Intents Architecture in Across

Across' Intents Architecture

Across' cross-chain intents architecture can be distilled into a 3-layered system: a request for quote mechanism to house users' intents, enabling a competitive network of relayers to bid, claim and fill those orders, and lastly a settlement layer to verify intent fulfillment and repay relayers.

Below is a diagram of the planned architecture of Across after implementing a RFQ price auction to enable gasless orders and cross-chain swaps:

Users Request Quotes to Fill their Intent

  1. User receives a quote from a relayer to fill their order, and signs (no onchain transaction).

Across' current RFQ implementation does not include gasless orders or cross-chain swaps via a RFQ as depicted in steps 1, 2a, 2b, though these are planned upgrades.

Across' quoting currently has fixed fees and relayer competition is strictly based on a speed.

All other steps are identical to Across' current architecture.

Relayer Network Fills User

  1. (a) Relayer claims the order and executes the sign order (b) bringing the transaction on-chain and the users' assets are escrowed via into the SpokePool. The structure of Across orders can be found in Intent Lifecycle in Across.

  2. (a) Relayer calls fillRelayV3 on the destination SpokePool with their own assets which (b) are then transferred to the user. During this step relayers also specify which chain to take repayment on.

Settlement System Verifies Fills and Repays Relayer

  1. Over a 90 minute window, the Dataworker ingests deposit events, matches them to valid fill events (i.e. fills that meet the intent order requirements). All valid fills are aggregated into a relayer repayment "bundle" and optimistically proposed for verification.

  2. If no disputes occur during the challenge period, the Dataworker executes the bundle on the HubPool which then routes repayment instructions to the various SpokePools to repay relayers.

  3. Relayers are repaid after a short delay.

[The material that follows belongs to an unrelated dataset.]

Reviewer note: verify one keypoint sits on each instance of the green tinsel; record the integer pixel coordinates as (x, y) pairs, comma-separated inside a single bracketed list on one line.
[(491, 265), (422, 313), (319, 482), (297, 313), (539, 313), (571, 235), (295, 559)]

Modular Intents Settlement Layer

RFQ systems can and will be external to Across, and will have different mechanics than the Across RFQ.

  • Across implements a specific type of RFQ for the Across Bridge, but any other auction mechanism that produces a transaction or signed order recognized by the Across SpokePool is supported in Across' Settlement Layer.

Relayers compete to fill intent order flow and are external to Across.

  • Risk Labs (the team building Across) builds and runs an open source implementation of a relayer to support the Across Bridge and other intent systems, and to accelerate the expansion of the relayer network.

  • Relayers subscribe to and fill orders from multiple systems, have different service offerings (e.g. same-asset transfers vs. cross-chain swaps) and different profit motives.

Settlement is the core offering and advantage of Across' architecture.

Across can accept any cross-chain intent based order flow and provide settlement (escrow, verification and repayment). The order only needs to be able to be translated into a structure SpokePools recognize. Across Settlement provides two core advantages, which ultimately leads to better execution of intent fulfillment for users and relayers:

  • Aggregated and Optimistic Verification: As described in steps 4-6 in the above diagram, Across Settlement system aggregates valid fills events off-chain to create a repayment bundle, which is then optimistically verified by UMA's Optimistic Oracle. This verification and repayment mechanism scales gas cost of repayment at O(1) instead of O(N) with the number of fills. This offers an order of magnitude in gas savings vs. other approaches and ultimately leads to better pricing for users and more profit for relayers.

  • Relayer Cross-chain Management: With Across' settlement architecture, repayment is made on the relayer’s chain of choice, reducing overhead and complexity of managing cross-chain positions. This lowers costs for relayers enabling better pricing and execution for end-users. It is enabled by Across' Hub and Spoke model, where passive LPs extend loans to relayers for taking on time-value risk as funds are rebalanced through canonical bridges by the protocol.